Enable private connectivity using AWS PrivateLink
This page provides a general overview of PrivateLink at Databricks and includes configuration steps to enable back-end private connectivity.
- To enable front-end private connectivity to Databricks, see Configure private connectivity to Databricks.
- To use the REST API, see the Private Access Settings API reference.
Private connectivity overview
PrivateLink enables secure, private connectivity from your AWS VPCs and on-premises networks to AWS services, ensuring that your traffic remains isolated from the public internet. This capability is designed to help organizations address security and compliance requirements by enabling end-to-end private networking and minimizing the risk of data exfiltration.
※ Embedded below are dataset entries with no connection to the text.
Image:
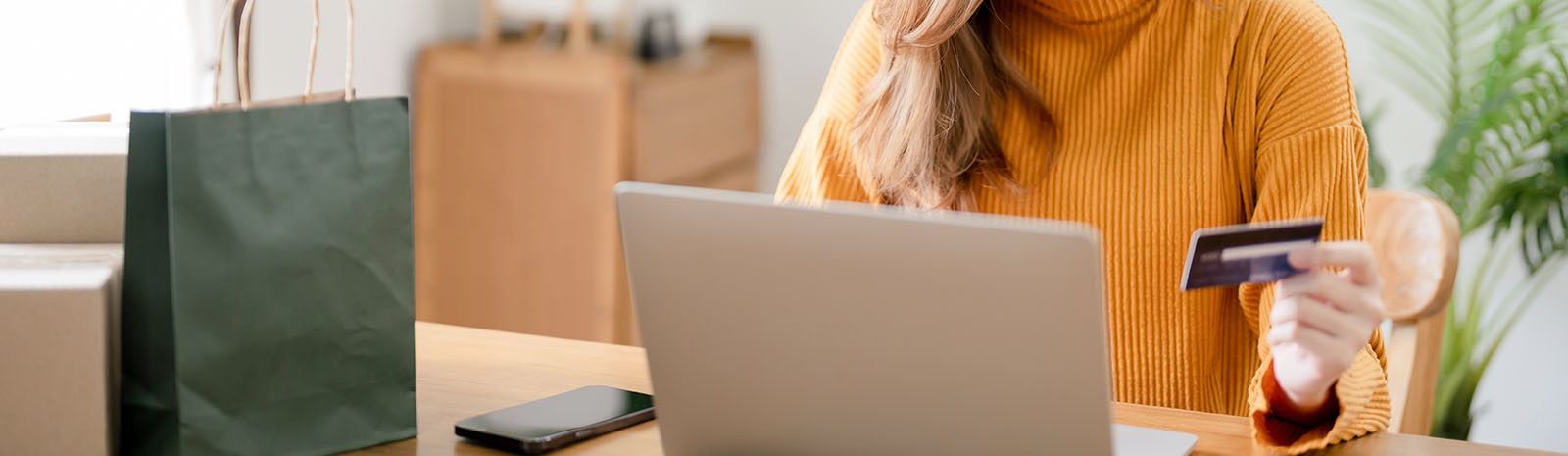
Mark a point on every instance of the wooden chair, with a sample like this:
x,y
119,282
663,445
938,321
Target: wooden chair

You can enable either front-end or back-end PrivateLink connections independently, or both, depending on your security and compliance requirements. You can also enforce private connectivity for the workspace, causing Databricks to reject all public network connections automatically. This combined approach delivers comprehensive network isolation, reducing your attack surface and supporting compliance for sensitive workloads.
With PrivateLink you can:
- Block data access from unauthorized networks or the public internet when using the Databricks web application or APIs.
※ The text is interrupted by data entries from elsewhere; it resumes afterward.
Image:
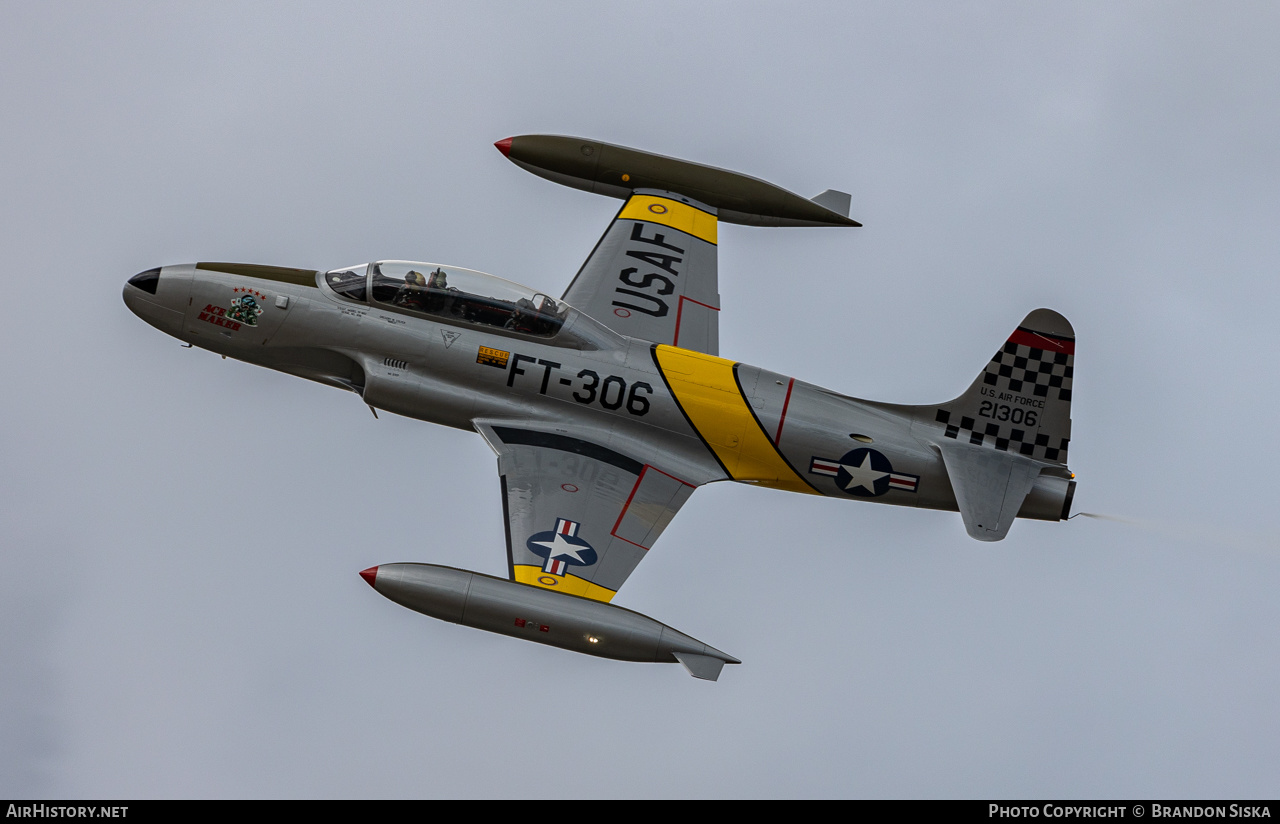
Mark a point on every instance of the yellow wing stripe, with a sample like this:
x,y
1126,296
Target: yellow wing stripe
x,y
571,584
709,396
671,213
- Significantly lower the risk of data exfiltration by restricting network exposure to approved private endpoints only.
In order to deploy PrivateLink, you must:
- Create specific Databricks configuration objects and update existing configurations with new fields to define private access settings and permitted VPC endpoints.
- Choose whether to implement either or both connection types, with optional enforcement for complete network isolation.
Enable back-end PrivateLink for your workspace
Back-end PrivateLink (classic compute to control plane) connects Databricks classic compute resources in a customer VPC to workspace core services. Clusters connect to the control plane for Databricks REST APIs and secure cluster connectivity relay. The following guide includes some configuration steps you can perform using the Databricks account console or the API.
Requirements
- Your Databricks account is on the Enterprise pricing tier.
- Your Databricks workspace must use a customer-managed VPC. You cannot convert an existing workspace from a Databricks-managed VPC to a customer-managed VPC. See Configure a customer-managed VPC. Y
- Your Databricks workspace must use secure cluster connectivity. To add back-end PrivateLink to an older workspace that does not use secure cluster connectivity, contact your Databricks account team.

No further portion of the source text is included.